Yonder looks like one of em.

The kid labored off through the mud and fetched up one boot. He slogged about in the yard feeling likely lumps of mud.

This your knife? he said.

The man squinted at him. Looks like it, he said.

The kid pitched it to him and he bent and picked it up and wiped the huge blade on his trouserleg. Thought somebody’d done stole you, he told the knife.

The kid found his other boot and came and sat on the boards. His hands were huge with mud and he wiped one of them briefly at his knee and let it fall again.

They sat there side by side looking out across the barren lot. There was a picket fence at the edge of the lot and beyond the fence a boy was drawing water at a well and there were chickens in the yard there. A man came from the dramshop door down the walk toward the outhouse. He stopped where they sat and looked at them and then stepped off into the mud. After a while he came back and stepped off into the mud again and went around and on up the walk.

The kid looked at the man. His head was strangely narrow and his hair was plastered up with mud in a bizarre and primitive coiffure. On his forehead were burned the letters H T and lower and almost between the eyes the letter F and these markings were splayed and garish as if the iron had been left too long. When he turned to look at the kid the kid could see that he had no ears. He stood up and sheathed the knife and started up the walk with the boots in his hand and the kid rose and followed.

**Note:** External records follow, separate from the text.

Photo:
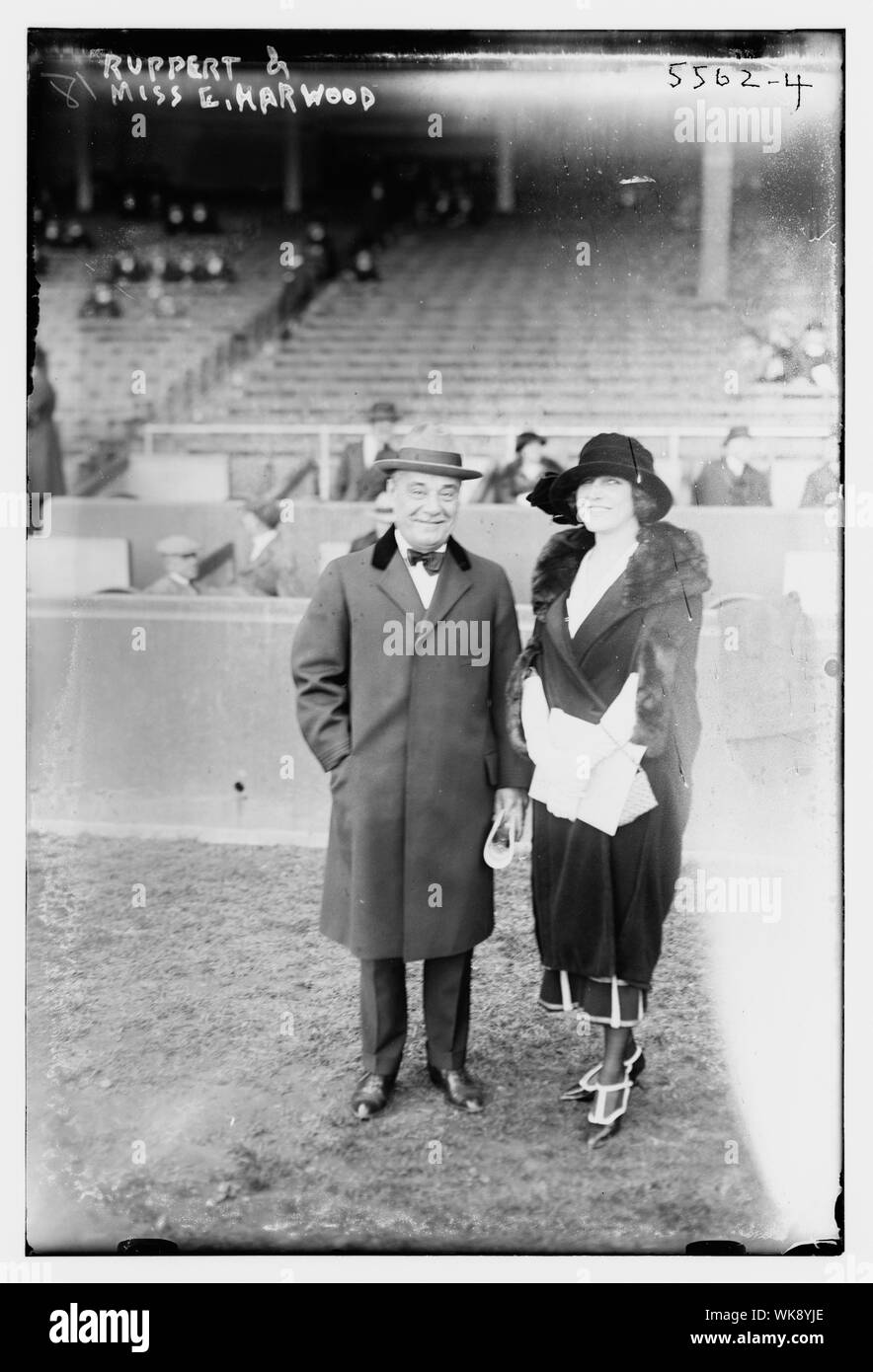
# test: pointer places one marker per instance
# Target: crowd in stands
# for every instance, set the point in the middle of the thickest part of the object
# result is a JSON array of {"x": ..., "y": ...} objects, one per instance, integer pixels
[{"x": 785, "y": 351}]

Halfway to the hotel the man stopped and looked out at the mud and then sat down on the planks and pulled on the boots mud and all. Then he rose and slogged off through the lot to pick something up.

I want you to look here, he said. At my goddamned hat.

You couldn’t tell what it was, something dead. He flapped it about and pulled it over his head and went on and the kid followed.

McCarthy is also a prose stylist whose gifts are rarely matched:

Now wolves had come to follow them, great pale lobos with yellow eyes that trotted neat of foot or squatted in the shimmering heat to watch them where they made their noon halt. Moving on again. Loping, sidling, ambling with their long noses to the ground. In the evening their eyes shifted and winked out there on the edge of the firelight and in the morning when the riders rode out in the cool dark they could hear the snarling and the pop of their mouths behind them as they sacked the camp for meatscraps.

The wagons drew so dry they slouched from side to side like dogs and the sand was grinding them away. The wheels shrank and the spokes reeled in their hubs and clattered like loom-shafts and at night they’d drive false spokes into the mortices and tie them down with strips of green hide and they’d drive wedges between the iron of the tires and the suncracked felloes. They wobbled on, the trace of their untrue labors like sidewinder tracks in the sand. The duledge pegs worked loose and dropped behind. Wheels began to break up.

[felloes: pieces of wood composing the rim of a wheel; duledge pegs: dowels joining the ends of the felloes that form the circle of a wheel]



3 comments:

  1. Anonymous21:42

    Carol, this guy is incredible. Why didn't you tell me about his writing before. I know, I know, not your job. Anyway, what happened to you coming down for a boat ride? Guess I'll come play golf.

    ReplyDelete
  2. I haven't read him. This is really mesmerizing. How are ya?